Homeland Security sent an especially distressing signal on March 18, when Ridge announced that asylum seekers from 34 countries will automatically be detained during their proceedings as part of Operation Liberty Shield. This move to lock up people seeking to escape persecution is the latest in a series of post-9/11 policies that subject immigrants from Muslim-majority countries to harsh treatment without regard for individual circumstances. Such blanket discrimination undermines President Bush’s assurances that we want to work together with Muslim communities in the war on terrorism.
Special registration, which began in December of 2002, has already demonstrated the potential of such policies to erode human rights while failing to prevent terrorism. According to the most recent Department of Homeland Security statistics, 46,035 people from 24 predominantly Muslim countries plus North Korea were registered as of March 4. More than 4,800 deportation cases have begun, largely owing to minor immigration violations. Thousands of those who have complied with special registration have been detained—some shackled, strip searched and held without charges—for acts as harmless as falling one credit short of the course load required on a student visa.
Of course, actual terrorists are the people least likely to present themselves for such treatment.
Non-citizen residents working to bring a spouse or a child to this country legally already face years worth of backlogs.
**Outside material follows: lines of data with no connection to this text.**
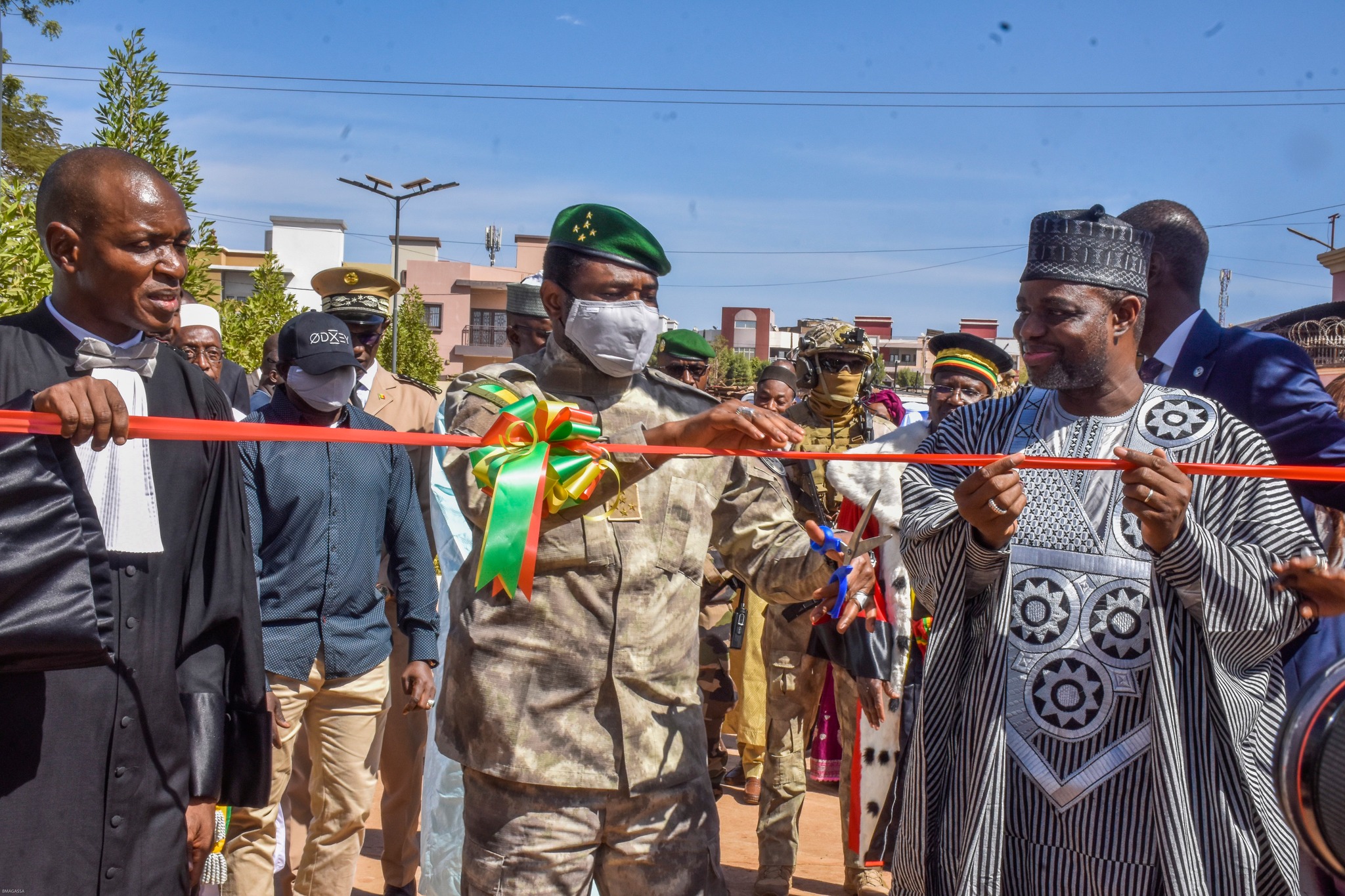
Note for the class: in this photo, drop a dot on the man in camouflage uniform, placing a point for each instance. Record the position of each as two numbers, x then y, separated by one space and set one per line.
576 714
835 363
718 694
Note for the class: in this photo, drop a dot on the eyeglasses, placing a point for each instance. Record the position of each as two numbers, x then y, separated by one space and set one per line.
967 394
678 371
843 364
366 336
211 355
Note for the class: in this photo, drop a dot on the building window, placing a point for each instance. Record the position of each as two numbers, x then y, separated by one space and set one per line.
487 328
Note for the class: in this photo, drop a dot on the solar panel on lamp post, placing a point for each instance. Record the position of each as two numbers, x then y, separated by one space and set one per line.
417 188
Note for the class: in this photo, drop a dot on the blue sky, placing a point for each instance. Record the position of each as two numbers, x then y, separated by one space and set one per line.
767 179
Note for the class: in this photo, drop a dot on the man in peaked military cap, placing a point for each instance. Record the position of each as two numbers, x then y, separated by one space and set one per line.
685 355
527 327
576 714
363 301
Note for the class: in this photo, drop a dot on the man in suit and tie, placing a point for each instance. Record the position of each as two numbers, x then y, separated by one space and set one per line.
363 301
1265 379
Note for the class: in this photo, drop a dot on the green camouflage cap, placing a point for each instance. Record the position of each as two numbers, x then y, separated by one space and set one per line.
686 344
611 236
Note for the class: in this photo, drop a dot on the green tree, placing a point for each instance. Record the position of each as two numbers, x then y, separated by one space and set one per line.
24 270
35 14
131 119
910 378
732 368
417 352
249 323
32 136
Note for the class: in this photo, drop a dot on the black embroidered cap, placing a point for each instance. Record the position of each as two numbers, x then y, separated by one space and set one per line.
1088 246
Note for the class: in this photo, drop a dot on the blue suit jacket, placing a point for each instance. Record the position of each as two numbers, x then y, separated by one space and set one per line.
1271 385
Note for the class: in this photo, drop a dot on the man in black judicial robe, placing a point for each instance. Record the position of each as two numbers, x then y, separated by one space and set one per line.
109 774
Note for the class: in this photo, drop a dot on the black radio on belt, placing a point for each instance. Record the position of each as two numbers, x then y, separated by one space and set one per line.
740 616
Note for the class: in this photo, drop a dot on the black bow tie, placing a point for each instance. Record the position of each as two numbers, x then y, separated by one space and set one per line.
142 358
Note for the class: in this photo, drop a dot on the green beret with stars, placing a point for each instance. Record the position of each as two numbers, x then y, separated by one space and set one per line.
686 344
611 236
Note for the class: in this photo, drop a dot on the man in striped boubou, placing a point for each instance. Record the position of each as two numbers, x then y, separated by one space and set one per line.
1103 683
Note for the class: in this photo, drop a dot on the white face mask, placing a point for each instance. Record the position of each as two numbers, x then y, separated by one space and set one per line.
618 337
324 391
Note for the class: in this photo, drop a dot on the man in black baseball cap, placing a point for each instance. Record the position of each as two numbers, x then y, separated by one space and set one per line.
337 508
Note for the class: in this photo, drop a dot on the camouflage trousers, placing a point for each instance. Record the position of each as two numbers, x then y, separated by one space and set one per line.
527 840
794 687
718 694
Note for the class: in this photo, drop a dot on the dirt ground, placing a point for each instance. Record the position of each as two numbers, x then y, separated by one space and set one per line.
818 874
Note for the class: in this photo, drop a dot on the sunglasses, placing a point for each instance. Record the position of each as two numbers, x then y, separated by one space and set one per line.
678 371
211 355
834 364
969 394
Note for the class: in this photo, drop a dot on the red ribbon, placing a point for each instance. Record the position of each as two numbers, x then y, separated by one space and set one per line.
194 430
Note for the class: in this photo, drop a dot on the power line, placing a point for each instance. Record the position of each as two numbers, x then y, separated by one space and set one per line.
1239 223
839 280
728 102
682 251
725 91
1293 282
1268 261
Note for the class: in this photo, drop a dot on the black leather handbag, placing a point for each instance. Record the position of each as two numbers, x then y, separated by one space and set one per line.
57 605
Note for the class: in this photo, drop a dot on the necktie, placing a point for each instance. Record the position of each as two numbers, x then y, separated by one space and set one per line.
1151 370
95 354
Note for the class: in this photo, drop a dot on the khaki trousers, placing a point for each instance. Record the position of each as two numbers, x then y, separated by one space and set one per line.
748 717
527 840
794 687
341 717
401 766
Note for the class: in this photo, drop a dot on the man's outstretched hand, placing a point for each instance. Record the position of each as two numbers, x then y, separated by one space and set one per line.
992 499
861 581
88 409
730 425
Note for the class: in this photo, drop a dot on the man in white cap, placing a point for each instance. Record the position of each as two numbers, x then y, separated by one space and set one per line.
198 337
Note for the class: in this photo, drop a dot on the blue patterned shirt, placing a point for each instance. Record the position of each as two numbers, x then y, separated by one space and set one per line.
322 512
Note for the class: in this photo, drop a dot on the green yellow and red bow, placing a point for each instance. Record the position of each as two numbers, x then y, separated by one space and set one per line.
539 457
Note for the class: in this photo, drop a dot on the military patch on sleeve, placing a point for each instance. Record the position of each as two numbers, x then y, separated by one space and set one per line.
625 507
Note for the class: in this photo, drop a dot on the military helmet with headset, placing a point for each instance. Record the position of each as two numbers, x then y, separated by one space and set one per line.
833 337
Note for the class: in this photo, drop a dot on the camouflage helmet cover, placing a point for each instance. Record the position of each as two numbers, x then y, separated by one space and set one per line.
835 337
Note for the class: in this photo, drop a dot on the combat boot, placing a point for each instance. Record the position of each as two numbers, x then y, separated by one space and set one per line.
865 882
774 880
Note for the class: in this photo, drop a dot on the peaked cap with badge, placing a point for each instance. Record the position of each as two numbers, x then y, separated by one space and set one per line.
1088 246
685 344
971 356
525 299
611 236
357 296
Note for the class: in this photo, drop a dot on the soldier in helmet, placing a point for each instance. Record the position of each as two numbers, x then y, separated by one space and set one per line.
363 301
835 363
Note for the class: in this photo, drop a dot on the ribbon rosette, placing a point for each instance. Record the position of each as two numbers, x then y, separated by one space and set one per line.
537 457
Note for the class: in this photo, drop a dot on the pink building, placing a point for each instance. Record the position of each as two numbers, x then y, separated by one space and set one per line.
464 303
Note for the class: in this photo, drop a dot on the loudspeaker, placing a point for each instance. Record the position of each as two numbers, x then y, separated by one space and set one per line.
1310 767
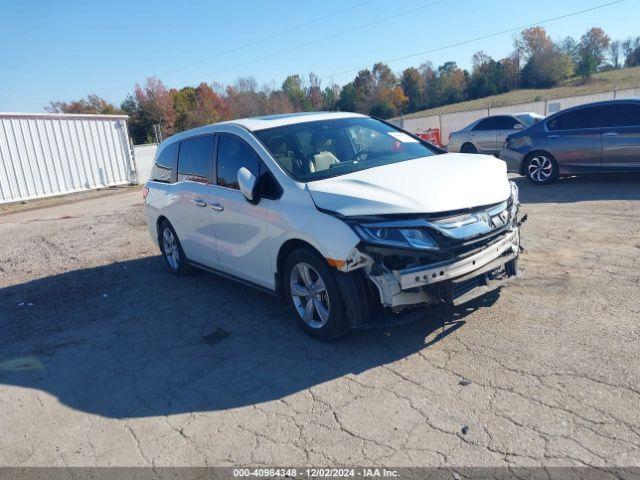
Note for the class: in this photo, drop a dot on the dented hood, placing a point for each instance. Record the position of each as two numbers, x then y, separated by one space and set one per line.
440 183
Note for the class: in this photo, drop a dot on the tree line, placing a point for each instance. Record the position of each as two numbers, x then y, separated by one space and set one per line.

If the Department of Homeland Security continues to devote its personnel to punitive programs, it is immigrants and their families that will pay the price of increased bureaucratic delays.
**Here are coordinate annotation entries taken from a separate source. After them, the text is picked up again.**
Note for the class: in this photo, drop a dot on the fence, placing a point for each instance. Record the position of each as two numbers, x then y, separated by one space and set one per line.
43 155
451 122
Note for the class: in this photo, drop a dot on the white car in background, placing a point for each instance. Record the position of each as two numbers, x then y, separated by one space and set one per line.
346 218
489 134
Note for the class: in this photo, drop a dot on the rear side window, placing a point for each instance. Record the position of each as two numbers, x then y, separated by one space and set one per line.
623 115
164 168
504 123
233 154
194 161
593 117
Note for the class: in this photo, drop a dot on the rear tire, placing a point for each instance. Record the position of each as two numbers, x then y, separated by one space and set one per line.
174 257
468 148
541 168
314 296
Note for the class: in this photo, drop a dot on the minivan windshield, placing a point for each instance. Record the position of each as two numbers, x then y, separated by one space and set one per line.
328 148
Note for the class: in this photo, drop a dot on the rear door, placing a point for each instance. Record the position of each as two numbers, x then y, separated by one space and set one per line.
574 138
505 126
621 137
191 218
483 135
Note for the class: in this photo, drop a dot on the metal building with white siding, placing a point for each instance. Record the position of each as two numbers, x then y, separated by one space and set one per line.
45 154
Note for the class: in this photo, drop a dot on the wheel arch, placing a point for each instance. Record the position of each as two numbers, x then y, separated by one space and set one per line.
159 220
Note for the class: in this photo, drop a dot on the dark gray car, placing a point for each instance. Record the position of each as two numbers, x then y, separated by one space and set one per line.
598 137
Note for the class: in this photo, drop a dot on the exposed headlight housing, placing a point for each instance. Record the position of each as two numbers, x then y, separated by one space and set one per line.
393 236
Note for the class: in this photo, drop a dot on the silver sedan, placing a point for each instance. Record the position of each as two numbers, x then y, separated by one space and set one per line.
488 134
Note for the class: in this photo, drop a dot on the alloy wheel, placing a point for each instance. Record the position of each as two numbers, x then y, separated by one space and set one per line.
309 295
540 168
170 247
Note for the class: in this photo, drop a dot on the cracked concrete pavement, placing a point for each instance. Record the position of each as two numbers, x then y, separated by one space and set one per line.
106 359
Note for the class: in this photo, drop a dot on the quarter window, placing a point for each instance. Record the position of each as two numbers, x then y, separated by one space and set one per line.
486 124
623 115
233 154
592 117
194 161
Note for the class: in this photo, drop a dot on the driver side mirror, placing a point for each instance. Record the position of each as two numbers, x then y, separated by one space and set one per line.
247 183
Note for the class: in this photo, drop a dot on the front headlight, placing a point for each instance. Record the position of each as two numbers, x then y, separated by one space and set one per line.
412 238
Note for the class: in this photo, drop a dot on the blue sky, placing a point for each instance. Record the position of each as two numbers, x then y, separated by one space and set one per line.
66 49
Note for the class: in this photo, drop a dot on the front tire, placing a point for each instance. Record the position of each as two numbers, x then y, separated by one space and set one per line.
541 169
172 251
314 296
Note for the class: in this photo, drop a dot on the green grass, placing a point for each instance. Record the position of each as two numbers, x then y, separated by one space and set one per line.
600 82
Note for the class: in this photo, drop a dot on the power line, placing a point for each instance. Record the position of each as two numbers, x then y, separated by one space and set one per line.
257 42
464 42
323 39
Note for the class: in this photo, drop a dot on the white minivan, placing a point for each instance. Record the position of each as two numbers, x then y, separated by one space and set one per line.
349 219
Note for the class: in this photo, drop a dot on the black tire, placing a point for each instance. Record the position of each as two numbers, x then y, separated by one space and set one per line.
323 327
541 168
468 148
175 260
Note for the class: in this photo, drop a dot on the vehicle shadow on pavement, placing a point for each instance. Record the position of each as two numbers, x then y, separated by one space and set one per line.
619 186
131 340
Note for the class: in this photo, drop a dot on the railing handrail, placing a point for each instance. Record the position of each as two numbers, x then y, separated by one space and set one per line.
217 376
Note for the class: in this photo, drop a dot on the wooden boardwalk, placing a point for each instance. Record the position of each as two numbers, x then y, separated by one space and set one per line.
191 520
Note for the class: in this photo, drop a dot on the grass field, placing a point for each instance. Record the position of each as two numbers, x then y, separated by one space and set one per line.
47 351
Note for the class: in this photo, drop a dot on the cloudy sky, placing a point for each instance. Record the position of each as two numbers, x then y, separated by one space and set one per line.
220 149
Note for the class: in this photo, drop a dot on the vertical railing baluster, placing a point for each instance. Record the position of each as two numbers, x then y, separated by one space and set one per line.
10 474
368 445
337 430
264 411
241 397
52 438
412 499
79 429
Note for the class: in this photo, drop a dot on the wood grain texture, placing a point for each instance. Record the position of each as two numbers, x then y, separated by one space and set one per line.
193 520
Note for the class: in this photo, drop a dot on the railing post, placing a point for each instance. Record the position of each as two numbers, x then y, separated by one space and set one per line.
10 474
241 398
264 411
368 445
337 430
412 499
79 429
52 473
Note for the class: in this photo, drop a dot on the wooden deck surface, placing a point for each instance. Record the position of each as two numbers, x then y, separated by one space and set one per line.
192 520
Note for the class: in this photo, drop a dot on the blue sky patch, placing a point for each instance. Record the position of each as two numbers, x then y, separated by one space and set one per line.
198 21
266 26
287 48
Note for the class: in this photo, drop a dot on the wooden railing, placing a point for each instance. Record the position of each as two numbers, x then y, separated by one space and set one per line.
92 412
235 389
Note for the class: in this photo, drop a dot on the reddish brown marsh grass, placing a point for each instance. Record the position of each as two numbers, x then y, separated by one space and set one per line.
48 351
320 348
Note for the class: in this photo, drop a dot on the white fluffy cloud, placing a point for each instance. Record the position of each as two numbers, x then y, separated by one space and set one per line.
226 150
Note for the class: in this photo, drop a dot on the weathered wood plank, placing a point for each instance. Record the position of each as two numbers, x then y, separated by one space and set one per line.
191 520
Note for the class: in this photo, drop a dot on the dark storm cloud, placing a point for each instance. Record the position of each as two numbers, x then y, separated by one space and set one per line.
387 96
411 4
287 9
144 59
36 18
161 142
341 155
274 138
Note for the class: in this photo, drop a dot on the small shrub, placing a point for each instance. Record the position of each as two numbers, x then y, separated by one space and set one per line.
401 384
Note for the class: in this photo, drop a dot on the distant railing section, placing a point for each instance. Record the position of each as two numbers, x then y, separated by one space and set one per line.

As Homeland Security absorbs the ill-fated INS, officials must instead institute reforms that uphold the dignity of those who depend on immigration services to live and work in this country. A first step would be to end post-9/11 policies, including special registration, that are not mandated by law. These policies not only discriminate against South Asians, Arabs, Muslims and Filipinos, but negatively affect all immigrant communities.
Secondly, rather than shifting resources from immigration services to enforcement, Homeland Security must devote itself to reducing the backlogs and administrative errors that force noncitizens to fall out of status through no errors of their own. Third, the department should invest in developing alternatives to detention, particularly for asylum-seekers and refugees.
Finally, legislators should heed the demand of community and legal organizations that a strengthened Homeland Security ombudsman receive specific authority to investigate and access records, and that the confidentiality of complainants be protected.
In a nation built by immigrants, we cannot leave the question of fair treatment in the hands of political functionaries. Public pressure must force the new agency to make sure that respect for immigrant rights is at the fore of restructuring efforts and not lost in the bureaucratic shuffle.